About a year ago, Banfield added a new location to her repertoire of foul study sites: the pencil-thin intestines coiled inside premature infants weighing less than 1.5 kilograms, in the neonatal intensive care unit of the University of Chicago, Illinois. Banfield had never dealt with microbes that live in humans. But her well-regarded work on the microbial communities of Richmond Mine had attracted the attention of two medical researchers.
One was Michael Morowitz, a neonatal surgeon then at the University of Chicago, and now at the University of Pittsburgh, Pennsylvania.
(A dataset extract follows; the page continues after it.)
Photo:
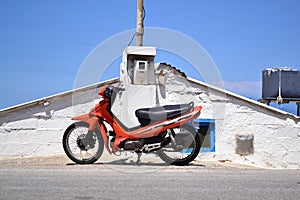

Morowitz was studying necrotizing enterocolitis (NEC), a potentially fatal disease that destroys the bowels of premature babies. The other was David Relman of Stanford University in California, a leader in the burgeoning field exploring the human microbiota — the vast populations of microorganisms that live in and on the human body. Morowitz and Relman asked Banfield if she could help them understand the microbial mass in this unexplored landscape.
Banfield said yes — and the three struck up a collaboration. They are now bringing Banfield's techniques to bear on humans, and are sequencing and analysing microbial genes in fine detail to resolve whether hard-to-distinguish species or strains correlate with NEC and might promote it. Elsewhere, similar collaborations are linking those exploring the human microbiota in the intestine, skin, mouth and other surfaces with microbial ecologists, such as Banfield, who have already made a career out of studying microbial universes in environments such as soil, ocean water and toxic waste sites.